En 1883, le bison est réputé totalement éteint en Amérique du Nord. Quelques dizaines de bêtes ont cependant été retrouvées dans des lieux isolés à la fin du siècle, permettant à l’espèce d’être sauvée d’extrême justesse.

En 1894, quelques bisons étaient installés sur le Parc National de Yellowstone, au Wyoming. En 1902, le Congrès accordait cinquante mille dollars pour la protection et le développement de ce troupeau. Quelques années plus tard, le président Theodore Roosevelt créait la "National Bison Range" au Montana, sur la réserve Flathead, menant une action de protection très efficace.
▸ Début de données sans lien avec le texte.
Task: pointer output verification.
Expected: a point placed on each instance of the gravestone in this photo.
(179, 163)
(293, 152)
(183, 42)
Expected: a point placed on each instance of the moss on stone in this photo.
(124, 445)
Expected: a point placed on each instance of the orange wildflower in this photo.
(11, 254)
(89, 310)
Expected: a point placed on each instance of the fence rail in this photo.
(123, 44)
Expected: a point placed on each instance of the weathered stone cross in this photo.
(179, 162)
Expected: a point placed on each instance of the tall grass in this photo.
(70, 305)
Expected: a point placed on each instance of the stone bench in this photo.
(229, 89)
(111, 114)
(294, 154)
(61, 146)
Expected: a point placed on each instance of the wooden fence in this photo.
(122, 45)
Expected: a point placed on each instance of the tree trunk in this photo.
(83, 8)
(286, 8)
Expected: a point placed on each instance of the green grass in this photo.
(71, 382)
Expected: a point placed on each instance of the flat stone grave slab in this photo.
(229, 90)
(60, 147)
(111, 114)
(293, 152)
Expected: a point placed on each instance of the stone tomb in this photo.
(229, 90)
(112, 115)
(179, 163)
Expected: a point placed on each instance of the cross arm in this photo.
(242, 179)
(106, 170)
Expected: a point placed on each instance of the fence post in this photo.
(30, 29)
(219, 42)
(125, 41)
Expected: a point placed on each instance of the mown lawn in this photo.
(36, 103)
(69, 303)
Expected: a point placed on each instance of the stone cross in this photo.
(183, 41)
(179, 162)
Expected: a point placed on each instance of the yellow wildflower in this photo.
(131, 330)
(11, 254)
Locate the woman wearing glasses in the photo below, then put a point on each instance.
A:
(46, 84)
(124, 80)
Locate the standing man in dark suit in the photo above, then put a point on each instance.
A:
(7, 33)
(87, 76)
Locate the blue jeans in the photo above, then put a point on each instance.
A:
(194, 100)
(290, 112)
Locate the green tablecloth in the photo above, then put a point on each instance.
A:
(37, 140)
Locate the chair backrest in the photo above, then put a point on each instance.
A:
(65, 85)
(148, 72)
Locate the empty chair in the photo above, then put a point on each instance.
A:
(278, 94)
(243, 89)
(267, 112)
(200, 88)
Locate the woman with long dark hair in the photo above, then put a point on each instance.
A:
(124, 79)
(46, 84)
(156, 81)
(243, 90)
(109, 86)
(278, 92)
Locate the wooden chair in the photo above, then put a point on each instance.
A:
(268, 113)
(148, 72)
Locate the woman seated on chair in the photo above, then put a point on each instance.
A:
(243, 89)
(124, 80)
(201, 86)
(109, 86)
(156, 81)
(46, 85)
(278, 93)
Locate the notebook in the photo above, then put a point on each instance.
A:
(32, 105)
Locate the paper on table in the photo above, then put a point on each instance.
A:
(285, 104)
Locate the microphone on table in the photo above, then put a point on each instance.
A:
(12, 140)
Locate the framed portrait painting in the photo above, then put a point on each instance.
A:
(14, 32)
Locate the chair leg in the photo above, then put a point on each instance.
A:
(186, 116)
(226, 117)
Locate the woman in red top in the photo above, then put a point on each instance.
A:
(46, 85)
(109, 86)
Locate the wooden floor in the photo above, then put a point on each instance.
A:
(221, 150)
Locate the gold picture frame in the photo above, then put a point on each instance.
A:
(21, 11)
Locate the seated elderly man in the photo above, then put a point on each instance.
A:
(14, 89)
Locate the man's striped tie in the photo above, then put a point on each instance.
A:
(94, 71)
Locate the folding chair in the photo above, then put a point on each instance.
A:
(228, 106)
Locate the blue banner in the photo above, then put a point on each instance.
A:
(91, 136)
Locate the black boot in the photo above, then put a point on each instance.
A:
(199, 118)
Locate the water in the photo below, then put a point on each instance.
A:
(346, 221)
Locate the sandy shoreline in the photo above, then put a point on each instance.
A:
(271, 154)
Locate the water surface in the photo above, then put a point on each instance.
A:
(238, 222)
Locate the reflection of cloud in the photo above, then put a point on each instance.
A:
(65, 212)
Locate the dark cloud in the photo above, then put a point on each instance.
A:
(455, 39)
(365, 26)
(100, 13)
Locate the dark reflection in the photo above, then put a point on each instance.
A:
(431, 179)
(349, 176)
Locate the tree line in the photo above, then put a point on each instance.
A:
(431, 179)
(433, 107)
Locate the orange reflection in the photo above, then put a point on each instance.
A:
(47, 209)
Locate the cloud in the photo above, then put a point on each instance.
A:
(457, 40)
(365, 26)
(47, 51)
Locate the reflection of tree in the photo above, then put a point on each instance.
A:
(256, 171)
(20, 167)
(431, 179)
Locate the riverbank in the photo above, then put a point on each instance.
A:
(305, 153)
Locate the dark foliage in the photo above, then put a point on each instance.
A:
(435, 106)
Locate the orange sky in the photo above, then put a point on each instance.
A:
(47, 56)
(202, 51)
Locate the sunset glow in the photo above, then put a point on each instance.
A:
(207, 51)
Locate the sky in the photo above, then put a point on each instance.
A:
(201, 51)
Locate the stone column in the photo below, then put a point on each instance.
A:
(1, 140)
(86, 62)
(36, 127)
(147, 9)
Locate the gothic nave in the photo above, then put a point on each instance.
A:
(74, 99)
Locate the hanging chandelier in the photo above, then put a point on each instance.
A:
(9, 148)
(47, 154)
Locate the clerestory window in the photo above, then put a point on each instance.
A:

Aujourd’hui, si les bisons ne sont que quelques milliers au Canada, où le climat est trop froid et humide, ils sont environ 50 000 aux Etats-Unis. La plupart vit dans des parcs nationaux où leur nombre augmente rapidement, créant des problèmes de surpâturage et d’évasions. Les gardes des parcs doivent en abattre tous les ans plusieurs centaines. Le troupeau du parc de Yellowstone a connu, durant l’hiver 1997, un premier abattage massif d’environ 1200 bisons. L’hiver 2007 a vu disparaître 1900 bêtes. C’est la plus grande tuerie de bisons depuis les grands massacres du XIXè siècle, font remarquer les Indiens qui sont venus protester et prier pour les bisons morts, la "nation bison", comme ils disent. Ces abattages sont demandés par les autorités du Montana qui craignent que, si des bisons sortent du parc, ils transmettent la brucellose à leurs troupeaux. Le troupeau de bisons du parc de Yellowstone a été ainsi réduit de près de la moitié.

Se réapproprier le bison

Depuis quelques années, les Indiens veulent réimplanter les bisons sur leurs réserves. Des associations indiennes qui regroupaient au début des années 2000 plus de quarante nations des Plaines, du Sud-Ouest et d’Oklahoma, aident à l’achat, au transport et à la gestion des troupeaux. Les Indiens demandent, généralement sans succès, que les bisons en surplus sur les parcs leur soient donnés.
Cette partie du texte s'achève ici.